Any reason to mix and match?

         

Visit Thailand

3:50 am on Feb 25, 2004 (gmt 0)

WebmasterWorld Senior Member 10+ Year Member



Personally I like clean websites but I have noticed some sites that use a mixture of .htm and .html

Is there any reason for a site to do this?

In my mind each page should have the same extension especially if it is only .htm or .html

dougmcc1

4:00 am on Feb 25, 2004 (gmt 0)

10+ Year Member



Maybe to promote duplicate content?

I don't know if this has anything to do with the sites you noticed it on but 2 pages with 2 different file extensions could be named exactly the same and have nearly duplicate count but they would be regarded as 2 entirely different pages by SE's.

Visit Thailand

4:02 am on Feb 25, 2004 (gmt 0)

WebmasterWorld Senior Member 10+ Year Member



No the pages are completely different.

Would you agree that it is better site design that all pages should be either .htm or .html (if using that style) rather than mixes of the two?

dougmcc1

4:28 am on Feb 25, 2004 (gmt 0)

10+ Year Member



Definately. I think it's common sense. That's why it makes me suspicious.

tombola

11:02 am on Feb 25, 2004 (gmt 0)

10+ Year Member



IMO, the best thing you can do to prevent mixing filename extensions, is to use content negotiation (Apache).
This way, you can omit filename extensions, so if you later want to switch from .html to .php, you must do nothing. You get also a much cleaner url without filename extensions.

grandpa

11:55 am on Feb 25, 2004 (gmt 0)

WebmasterWorld Senior Member 10+ Year Member Top Contributors Of The Month



I don't know if I'd want to omit the extentions. I am switching some pages to php and using rewrite to retain the original extension. That leaves the SEO'd document in place.

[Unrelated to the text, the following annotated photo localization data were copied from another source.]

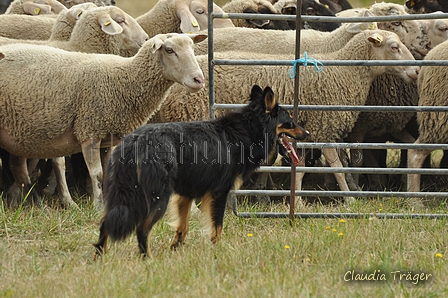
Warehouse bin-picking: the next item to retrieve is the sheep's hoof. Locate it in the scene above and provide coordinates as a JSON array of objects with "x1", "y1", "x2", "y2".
[
  {"x1": 344, "y1": 197, "x2": 356, "y2": 205},
  {"x1": 405, "y1": 198, "x2": 425, "y2": 210}
]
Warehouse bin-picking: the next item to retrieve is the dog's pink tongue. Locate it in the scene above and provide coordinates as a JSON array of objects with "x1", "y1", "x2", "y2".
[{"x1": 282, "y1": 136, "x2": 299, "y2": 166}]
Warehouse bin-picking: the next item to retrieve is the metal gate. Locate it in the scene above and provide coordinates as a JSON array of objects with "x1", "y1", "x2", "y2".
[{"x1": 208, "y1": 0, "x2": 448, "y2": 220}]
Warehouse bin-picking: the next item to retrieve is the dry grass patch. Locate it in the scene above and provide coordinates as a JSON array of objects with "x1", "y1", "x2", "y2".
[{"x1": 0, "y1": 196, "x2": 448, "y2": 297}]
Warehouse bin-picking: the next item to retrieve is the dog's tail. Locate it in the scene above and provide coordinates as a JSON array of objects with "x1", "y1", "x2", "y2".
[{"x1": 102, "y1": 140, "x2": 149, "y2": 241}]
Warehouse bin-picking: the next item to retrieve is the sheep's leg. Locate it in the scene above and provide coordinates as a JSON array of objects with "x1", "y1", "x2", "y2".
[
  {"x1": 7, "y1": 154, "x2": 40, "y2": 208},
  {"x1": 170, "y1": 197, "x2": 193, "y2": 250},
  {"x1": 322, "y1": 148, "x2": 355, "y2": 203},
  {"x1": 51, "y1": 157, "x2": 78, "y2": 207},
  {"x1": 407, "y1": 139, "x2": 431, "y2": 208},
  {"x1": 346, "y1": 132, "x2": 365, "y2": 185},
  {"x1": 81, "y1": 139, "x2": 103, "y2": 211},
  {"x1": 294, "y1": 154, "x2": 306, "y2": 209}
]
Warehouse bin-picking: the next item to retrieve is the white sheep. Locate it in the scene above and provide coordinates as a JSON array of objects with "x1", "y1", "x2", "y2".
[
  {"x1": 0, "y1": 6, "x2": 148, "y2": 55},
  {"x1": 136, "y1": 0, "x2": 234, "y2": 37},
  {"x1": 0, "y1": 33, "x2": 205, "y2": 208},
  {"x1": 58, "y1": 0, "x2": 115, "y2": 8},
  {"x1": 407, "y1": 41, "x2": 448, "y2": 208},
  {"x1": 0, "y1": 6, "x2": 148, "y2": 55},
  {"x1": 195, "y1": 9, "x2": 377, "y2": 55},
  {"x1": 222, "y1": 0, "x2": 291, "y2": 30},
  {"x1": 0, "y1": 6, "x2": 148, "y2": 205},
  {"x1": 0, "y1": 2, "x2": 97, "y2": 40},
  {"x1": 345, "y1": 2, "x2": 431, "y2": 190},
  {"x1": 151, "y1": 30, "x2": 418, "y2": 207},
  {"x1": 5, "y1": 0, "x2": 67, "y2": 16}
]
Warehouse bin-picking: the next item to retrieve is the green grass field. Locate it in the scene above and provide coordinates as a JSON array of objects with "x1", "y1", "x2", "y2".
[{"x1": 0, "y1": 199, "x2": 448, "y2": 297}]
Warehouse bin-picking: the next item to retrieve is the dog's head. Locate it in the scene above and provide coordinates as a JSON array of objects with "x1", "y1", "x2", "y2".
[{"x1": 250, "y1": 85, "x2": 310, "y2": 165}]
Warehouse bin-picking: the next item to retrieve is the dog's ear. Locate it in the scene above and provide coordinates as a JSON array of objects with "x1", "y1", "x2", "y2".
[{"x1": 263, "y1": 87, "x2": 277, "y2": 113}]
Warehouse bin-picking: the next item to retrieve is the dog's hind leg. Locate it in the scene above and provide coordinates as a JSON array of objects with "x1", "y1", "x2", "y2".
[
  {"x1": 170, "y1": 196, "x2": 193, "y2": 250},
  {"x1": 93, "y1": 221, "x2": 109, "y2": 260},
  {"x1": 136, "y1": 195, "x2": 169, "y2": 258},
  {"x1": 200, "y1": 192, "x2": 228, "y2": 243}
]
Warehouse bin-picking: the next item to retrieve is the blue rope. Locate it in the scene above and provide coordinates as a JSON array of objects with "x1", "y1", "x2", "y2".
[{"x1": 288, "y1": 52, "x2": 324, "y2": 79}]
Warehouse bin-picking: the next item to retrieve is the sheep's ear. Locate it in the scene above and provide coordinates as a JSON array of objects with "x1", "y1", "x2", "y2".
[
  {"x1": 68, "y1": 2, "x2": 98, "y2": 20},
  {"x1": 243, "y1": 8, "x2": 271, "y2": 28},
  {"x1": 367, "y1": 33, "x2": 383, "y2": 47},
  {"x1": 176, "y1": 1, "x2": 201, "y2": 33},
  {"x1": 345, "y1": 22, "x2": 378, "y2": 34},
  {"x1": 23, "y1": 2, "x2": 51, "y2": 16},
  {"x1": 263, "y1": 87, "x2": 277, "y2": 113},
  {"x1": 281, "y1": 3, "x2": 297, "y2": 15},
  {"x1": 97, "y1": 15, "x2": 123, "y2": 35},
  {"x1": 147, "y1": 35, "x2": 164, "y2": 54},
  {"x1": 187, "y1": 33, "x2": 207, "y2": 43}
]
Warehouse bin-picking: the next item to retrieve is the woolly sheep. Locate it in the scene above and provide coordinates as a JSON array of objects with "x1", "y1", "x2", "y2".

As far as using htm or html. I wouldn't mix them, even as my site still has a few old htm's around. I just 301'ed the last of them. Call me crazy but I would like to develop a root level site and will probably use the htm extension to identify the documents on that site. It would be related to, but unique from the www content.

tombola

12:51 pm on Feb 25, 2004 (gmt 0)

10+ Year Member



grandpa, with content negotiation the original document doesn't change. The document resides on the server WITH its filename extension (.html, .htm, .php), but you can access it with or without that extension.

jetboy_70

1:07 pm on Feb 25, 2004 (gmt 0)

10+ Year Member



There could be a perfectly innocent explanation:

. They could have PHP parsing enabled on .html files but not .htm.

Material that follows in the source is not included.